The mean length of hospital stay was 10.41±5.70 days and almost 60.59% of the children were hospitalized for more than 15 days. About the outcome, 76.47% of our patients had a favorable outcome against 9.41% died. This result is close to that of Sylla et al. [27] showing a mean hospital duration of 15±3 days and a rehabilitation rate of 79.5%; the case fatality rate was 12%.Our results are also comparable to those of Malonga et al. [14] who found amean length of hospital stay of 12 days (range: 24 hours and 53 days) and a mortality rate of 11.4%. Savadogo et al. [10] reported 16% of deaths.Yénan [28] found a shorter mean of hospital stay (8.5 days), a cure rate (78.67%) and a lower dropout rate (12%). The observed differences could be explained by the severity of the complications presented by our malnourished people leading to a high mortality rate, a longer hospital stay responsible for the significant dropout rate observed [10,17].
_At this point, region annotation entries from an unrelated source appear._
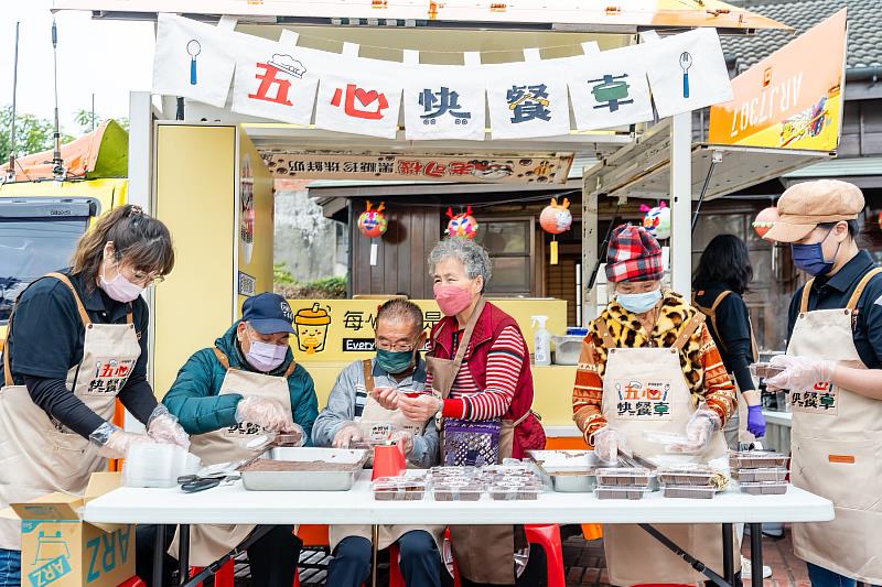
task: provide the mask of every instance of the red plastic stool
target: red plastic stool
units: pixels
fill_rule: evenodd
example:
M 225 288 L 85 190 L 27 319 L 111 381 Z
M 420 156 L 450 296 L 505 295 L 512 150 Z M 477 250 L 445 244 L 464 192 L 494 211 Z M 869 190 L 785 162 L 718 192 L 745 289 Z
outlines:
M 563 576 L 563 546 L 560 544 L 558 524 L 529 524 L 524 526 L 527 542 L 538 544 L 545 551 L 548 587 L 567 587 Z
M 695 587 L 692 584 L 682 583 L 641 583 L 631 587 Z
M 136 576 L 123 580 L 117 587 L 147 587 L 147 585 L 141 580 L 141 577 Z
M 524 526 L 527 542 L 537 544 L 545 551 L 548 587 L 567 587 L 563 575 L 563 546 L 560 543 L 558 524 L 527 524 Z M 444 533 L 450 540 L 450 529 Z M 453 586 L 460 587 L 460 572 L 453 561 Z
M 389 587 L 405 587 L 405 577 L 398 566 L 399 555 L 398 543 L 392 542 L 389 546 Z
M 234 577 L 235 577 L 235 567 L 233 566 L 233 561 L 227 561 L 220 569 L 215 573 L 214 575 L 214 586 L 215 587 L 234 587 Z M 193 577 L 196 574 L 201 573 L 203 567 L 192 566 L 190 567 L 190 576 Z M 196 587 L 202 587 L 202 584 L 197 584 Z

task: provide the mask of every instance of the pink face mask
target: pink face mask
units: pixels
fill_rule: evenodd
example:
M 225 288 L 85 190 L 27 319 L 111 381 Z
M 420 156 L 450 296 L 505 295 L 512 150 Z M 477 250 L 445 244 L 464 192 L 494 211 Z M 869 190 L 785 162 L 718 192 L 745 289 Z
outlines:
M 101 290 L 107 292 L 107 295 L 109 295 L 112 300 L 122 303 L 128 303 L 136 300 L 139 295 L 141 295 L 141 292 L 144 291 L 144 289 L 140 285 L 127 280 L 122 275 L 121 271 L 118 272 L 117 276 L 110 281 L 107 281 L 104 276 L 104 272 L 101 272 L 100 286 Z
M 469 304 L 472 303 L 472 294 L 456 285 L 438 283 L 434 286 L 434 300 L 444 316 L 455 316 L 469 307 Z

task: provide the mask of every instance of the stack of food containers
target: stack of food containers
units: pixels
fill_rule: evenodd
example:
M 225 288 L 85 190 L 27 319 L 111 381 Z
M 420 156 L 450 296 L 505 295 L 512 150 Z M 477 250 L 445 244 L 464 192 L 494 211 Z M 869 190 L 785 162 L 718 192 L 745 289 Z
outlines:
M 644 467 L 600 468 L 596 476 L 598 499 L 643 499 L 655 479 L 655 472 Z
M 785 455 L 767 450 L 730 453 L 729 468 L 744 493 L 781 496 L 787 492 Z
M 722 478 L 707 465 L 676 465 L 658 471 L 658 482 L 666 498 L 712 499 Z M 716 482 L 714 482 L 716 481 Z
M 416 501 L 431 492 L 435 501 L 536 500 L 545 490 L 541 478 L 525 465 L 434 467 L 428 474 L 384 477 L 373 483 L 374 499 Z

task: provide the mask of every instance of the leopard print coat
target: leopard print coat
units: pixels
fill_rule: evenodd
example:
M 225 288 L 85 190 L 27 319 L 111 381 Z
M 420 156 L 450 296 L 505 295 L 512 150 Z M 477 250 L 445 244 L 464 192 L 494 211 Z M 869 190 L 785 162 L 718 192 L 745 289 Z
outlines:
M 573 420 L 585 439 L 606 425 L 606 420 L 601 414 L 601 404 L 609 349 L 600 335 L 598 322 L 603 320 L 606 324 L 616 347 L 667 348 L 674 346 L 681 329 L 698 312 L 679 294 L 665 291 L 658 320 L 653 331 L 647 333 L 637 316 L 617 302 L 611 302 L 606 306 L 591 324 L 582 343 L 582 355 L 576 372 Z M 706 402 L 725 422 L 735 409 L 735 388 L 706 325 L 702 324 L 684 345 L 680 367 L 696 404 Z

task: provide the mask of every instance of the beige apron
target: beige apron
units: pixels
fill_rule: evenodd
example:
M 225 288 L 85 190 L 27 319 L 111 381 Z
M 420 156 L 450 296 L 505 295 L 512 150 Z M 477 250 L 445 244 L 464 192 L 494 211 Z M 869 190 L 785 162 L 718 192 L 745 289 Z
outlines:
M 723 350 L 725 350 L 725 346 L 723 345 L 722 337 L 719 336 L 720 329 L 717 326 L 717 308 L 720 307 L 720 304 L 722 303 L 722 301 L 725 300 L 727 296 L 729 294 L 731 294 L 731 293 L 732 292 L 729 291 L 729 290 L 725 290 L 724 292 L 721 292 L 720 295 L 718 295 L 717 298 L 713 301 L 713 304 L 710 307 L 704 307 L 704 306 L 700 306 L 698 304 L 695 304 L 695 306 L 698 309 L 700 309 L 706 316 L 708 316 L 710 318 L 710 323 L 711 323 L 711 325 L 713 327 L 713 333 L 717 335 L 717 338 L 719 338 L 720 346 L 721 346 L 721 348 Z M 754 337 L 754 335 L 753 335 L 753 324 L 751 323 L 750 316 L 747 316 L 747 327 L 751 330 L 751 355 L 753 356 L 753 360 L 755 362 L 755 361 L 760 360 L 760 351 L 757 350 L 757 347 L 756 347 L 756 337 Z M 744 443 L 744 444 L 754 443 L 754 442 L 756 442 L 756 436 L 754 436 L 753 434 L 747 432 L 747 402 L 741 401 L 741 399 L 742 399 L 741 388 L 738 387 L 738 380 L 734 378 L 734 376 L 732 373 L 730 373 L 730 377 L 732 377 L 732 381 L 735 383 L 735 388 L 736 388 L 736 392 L 738 392 L 736 396 L 739 399 L 738 404 L 736 404 L 738 405 L 738 420 L 736 420 L 738 428 L 730 431 L 729 427 L 727 426 L 723 430 L 723 434 L 727 436 L 727 442 L 729 444 L 729 447 L 732 448 L 732 449 L 738 449 L 738 446 L 736 446 L 738 443 Z M 733 436 L 733 441 L 732 442 L 729 442 L 730 433 Z
M 293 360 L 282 377 L 273 377 L 230 369 L 229 360 L 220 350 L 214 349 L 214 354 L 227 370 L 224 382 L 220 384 L 219 395 L 227 393 L 238 393 L 243 396 L 256 395 L 277 401 L 289 411 L 291 410 L 288 377 L 294 372 L 297 365 Z M 241 422 L 228 428 L 191 436 L 190 452 L 198 456 L 203 465 L 245 460 L 260 454 L 259 450 L 247 446 L 259 434 L 263 434 L 263 428 L 250 422 Z M 190 531 L 190 563 L 197 567 L 214 563 L 238 546 L 254 529 L 252 524 L 194 525 Z M 174 557 L 178 556 L 178 533 L 175 533 L 169 548 L 169 554 Z
M 110 421 L 116 396 L 141 355 L 131 305 L 126 324 L 93 324 L 71 280 L 61 273 L 46 276 L 71 291 L 85 328 L 83 360 L 67 372 L 67 389 L 98 416 Z M 11 316 L 9 324 L 11 327 Z M 26 387 L 13 384 L 9 363 L 9 352 L 3 352 L 0 509 L 53 491 L 82 494 L 89 476 L 106 467 L 105 459 L 88 438 L 69 431 L 31 401 Z M 20 522 L 0 519 L 0 548 L 21 550 Z
M 808 312 L 809 281 L 787 355 L 864 368 L 854 348 L 852 318 L 870 271 L 841 309 Z M 814 281 L 814 280 L 813 280 Z M 882 585 L 882 402 L 822 382 L 790 393 L 793 485 L 833 502 L 836 520 L 793 525 L 799 558 L 840 575 Z
M 432 392 L 442 399 L 450 395 L 456 373 L 465 359 L 465 351 L 472 340 L 477 318 L 484 311 L 485 300 L 475 306 L 469 324 L 465 325 L 460 347 L 453 360 L 427 357 L 426 363 L 432 373 Z M 529 412 L 527 412 L 529 415 Z M 524 416 L 526 417 L 526 415 Z M 521 418 L 523 420 L 523 418 Z M 441 430 L 441 420 L 438 420 Z M 499 431 L 499 463 L 512 456 L 515 439 L 515 422 L 503 420 Z M 519 424 L 519 422 L 517 422 Z M 443 434 L 440 435 L 441 450 L 444 449 Z M 441 461 L 444 461 L 443 454 Z M 515 531 L 517 529 L 517 532 Z M 453 557 L 460 574 L 474 583 L 493 585 L 514 585 L 515 551 L 526 545 L 521 526 L 513 525 L 452 525 L 450 542 Z
M 386 410 L 383 407 L 372 395 L 374 391 L 374 373 L 372 372 L 370 359 L 365 359 L 362 362 L 362 370 L 365 379 L 365 389 L 367 391 L 367 399 L 365 400 L 365 407 L 362 411 L 362 418 L 359 422 L 388 422 L 402 428 L 409 430 L 413 434 L 422 434 L 426 428 L 426 423 L 420 424 L 408 420 L 400 410 Z M 380 525 L 379 526 L 379 542 L 377 548 L 383 550 L 389 547 L 392 543 L 398 541 L 401 536 L 412 530 L 422 530 L 428 532 L 438 544 L 438 550 L 441 550 L 441 541 L 444 536 L 443 525 Z M 347 536 L 362 536 L 363 539 L 373 540 L 373 526 L 370 525 L 332 525 L 327 530 L 329 543 L 331 552 L 336 548 L 336 545 Z
M 645 438 L 645 432 L 681 434 L 696 410 L 682 376 L 680 351 L 703 322 L 704 315 L 697 313 L 670 348 L 616 348 L 606 324 L 602 319 L 595 323 L 609 349 L 603 376 L 603 415 L 639 456 L 652 456 L 658 450 L 658 445 Z M 717 432 L 709 447 L 692 459 L 706 463 L 725 453 L 723 435 Z M 654 525 L 708 567 L 723 574 L 720 524 Z M 603 546 L 613 585 L 695 584 L 706 579 L 635 524 L 604 524 Z M 734 558 L 740 561 L 736 554 Z

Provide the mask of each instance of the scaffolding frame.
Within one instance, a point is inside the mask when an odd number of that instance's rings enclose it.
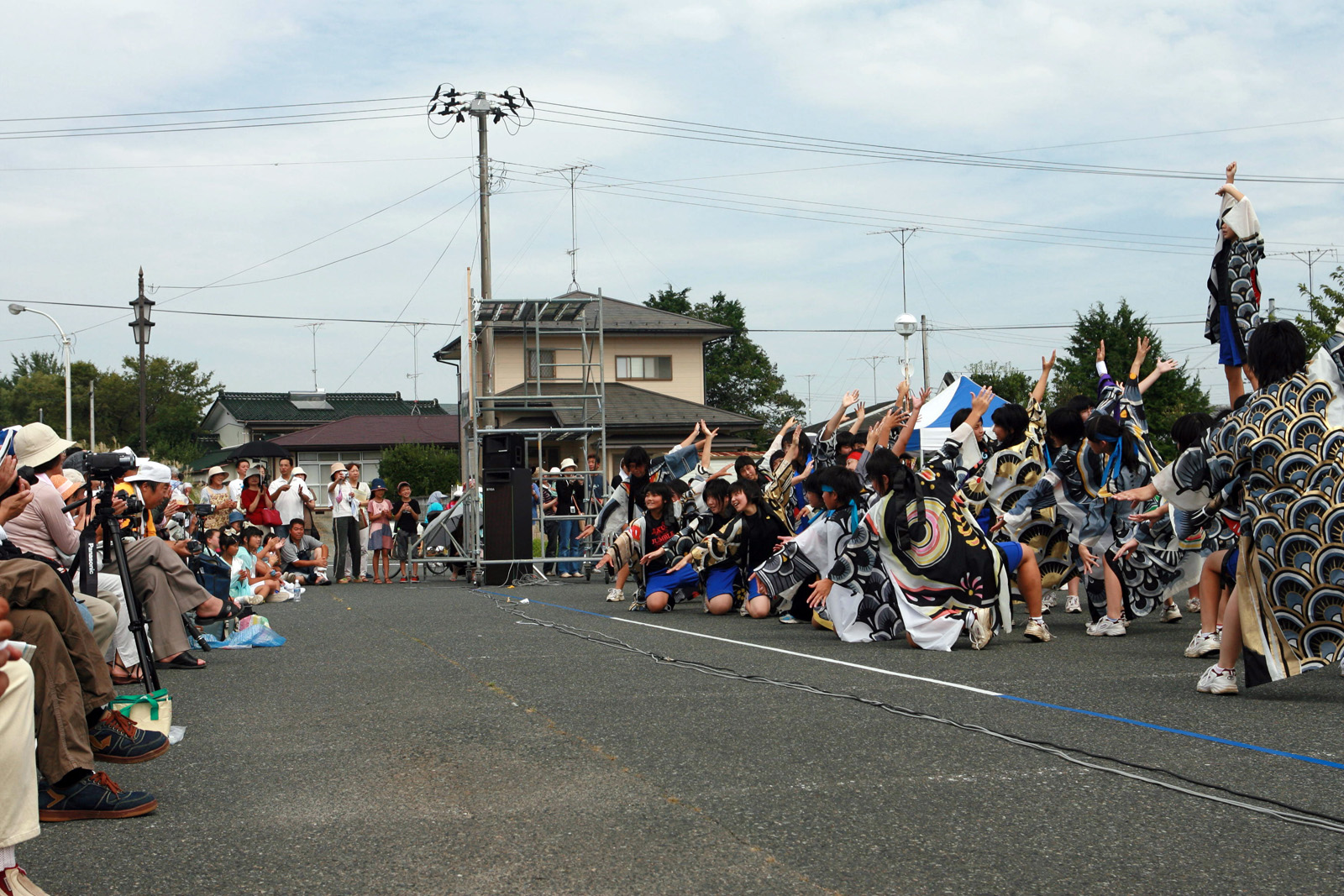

Compared to the indicators for monitoring the integrated management of malnutrition, for the number of cured patients we say that there is effective treatment since the cure rate is greater than 75%. Compared to the number of deaths, we qualify the treatment as less acceptable because mortality is higher than 5% recommended by the Ministry of Public Health in our country. Relative to the number of dropouts, treatment is effective because the dropout rate is less than 15%.
Conclusion
Severe acute malnutrition is responsible for high morbidity and mortality in Lubumbashi children. In view of these results, it appears that the impact of morbidity and mortality due to malnutrition in hospital is significant. Certain interventions could be beneficial for monitoring the growth of infants, systematic nutritional assessment in consultation, active screening for malnutrition in the community and nutritional education for mothers or caregivers of children under 5 years.